Tuning GridFTP Pipelining, Concurrency and Parallelism Based on Historical Data

Jangyoung KIM  

Publication
IEICE TRANSACTIONS on Information and Systems   Vol.E97-D   No.11   pp.2963-2966
Publication Date: 2014/11/01
Publicized: 2014/07/28
Online ISSN: 1745-1361
DOI: 10.1587/transinf.2014EDL8104
Type of Manuscript: LETTER
Category: Information Network
Keyword: 
big data,  throughput optimization,  throughput estimation,  pipelining,  concurrency,  parallelism,  

Full Text: PDF(342KB)>>
Buy this Article




Summary: 
This paper presents a prediction model based on historical data to achieve optimal values of pipelining, concurrency and parallelism (PCP) in GridFTP data transfers in Cloud systems.

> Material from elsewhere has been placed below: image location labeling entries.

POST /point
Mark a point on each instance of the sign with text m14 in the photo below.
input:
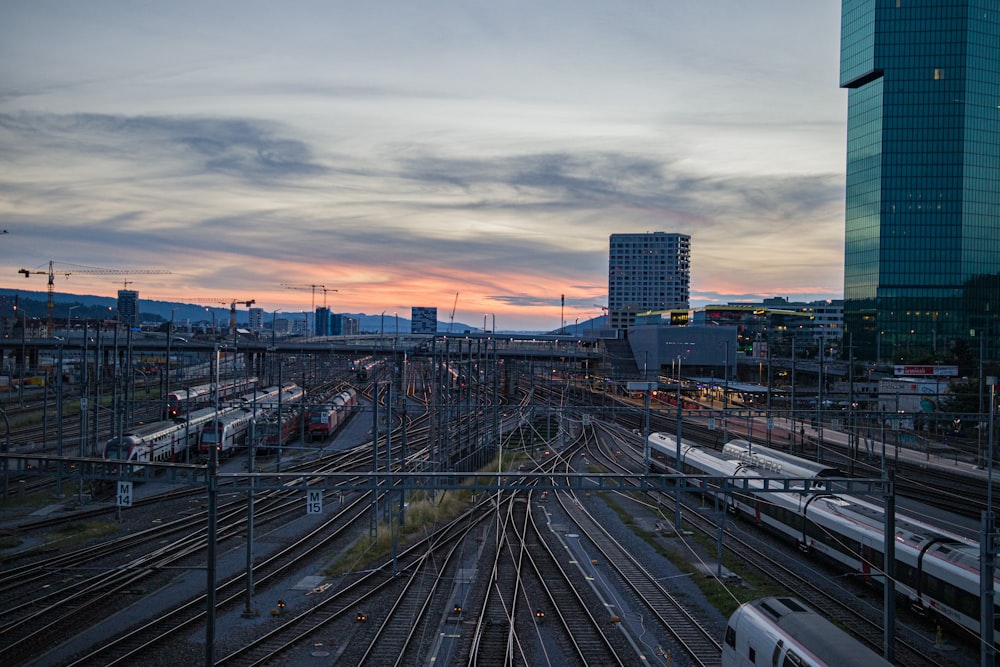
(925, 371)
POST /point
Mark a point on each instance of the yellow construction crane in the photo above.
(451, 321)
(232, 308)
(73, 268)
(312, 288)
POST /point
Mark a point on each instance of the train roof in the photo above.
(801, 465)
(826, 642)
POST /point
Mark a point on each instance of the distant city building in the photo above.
(344, 325)
(922, 256)
(323, 321)
(256, 318)
(128, 307)
(647, 272)
(281, 326)
(423, 320)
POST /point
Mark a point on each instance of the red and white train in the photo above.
(937, 571)
(180, 402)
(323, 420)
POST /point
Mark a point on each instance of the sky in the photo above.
(403, 152)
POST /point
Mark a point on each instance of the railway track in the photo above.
(863, 620)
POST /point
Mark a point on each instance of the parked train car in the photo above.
(282, 424)
(784, 631)
(768, 460)
(159, 441)
(185, 400)
(937, 571)
(226, 433)
(323, 420)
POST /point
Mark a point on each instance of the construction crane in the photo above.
(93, 270)
(451, 322)
(232, 308)
(312, 288)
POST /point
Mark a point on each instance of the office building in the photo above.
(647, 272)
(256, 318)
(128, 307)
(922, 251)
(323, 321)
(423, 320)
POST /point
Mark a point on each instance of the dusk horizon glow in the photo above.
(401, 153)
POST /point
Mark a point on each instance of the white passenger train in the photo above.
(783, 631)
(160, 441)
(937, 571)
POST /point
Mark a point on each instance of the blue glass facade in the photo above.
(922, 244)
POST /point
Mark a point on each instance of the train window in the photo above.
(792, 659)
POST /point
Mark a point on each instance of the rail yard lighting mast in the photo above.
(987, 550)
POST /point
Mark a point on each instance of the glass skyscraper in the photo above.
(922, 251)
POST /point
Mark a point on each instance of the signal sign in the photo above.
(314, 501)
(124, 494)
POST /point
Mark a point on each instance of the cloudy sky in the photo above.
(401, 152)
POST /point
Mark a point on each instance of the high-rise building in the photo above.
(322, 320)
(423, 320)
(647, 272)
(256, 319)
(922, 252)
(128, 307)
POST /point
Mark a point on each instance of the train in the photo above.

Setting the correct values for these three parameters is crucial in achieving high throughput in end-to-end data movement. However, predicting and setting the optimal values for these parameters is a challenging task, especially in shared and non-predictive network conditions. Several factors can affect the optimal values for these parameters such as the background network traffic, available bandwidth, Round-Trip Time (RTT), TCP buffer size, and file size. Existing models either fail to provide accurate predictions or come with very high prediction overheads. The author shows that new model based on historical data can achieve high accuracy with low overhead.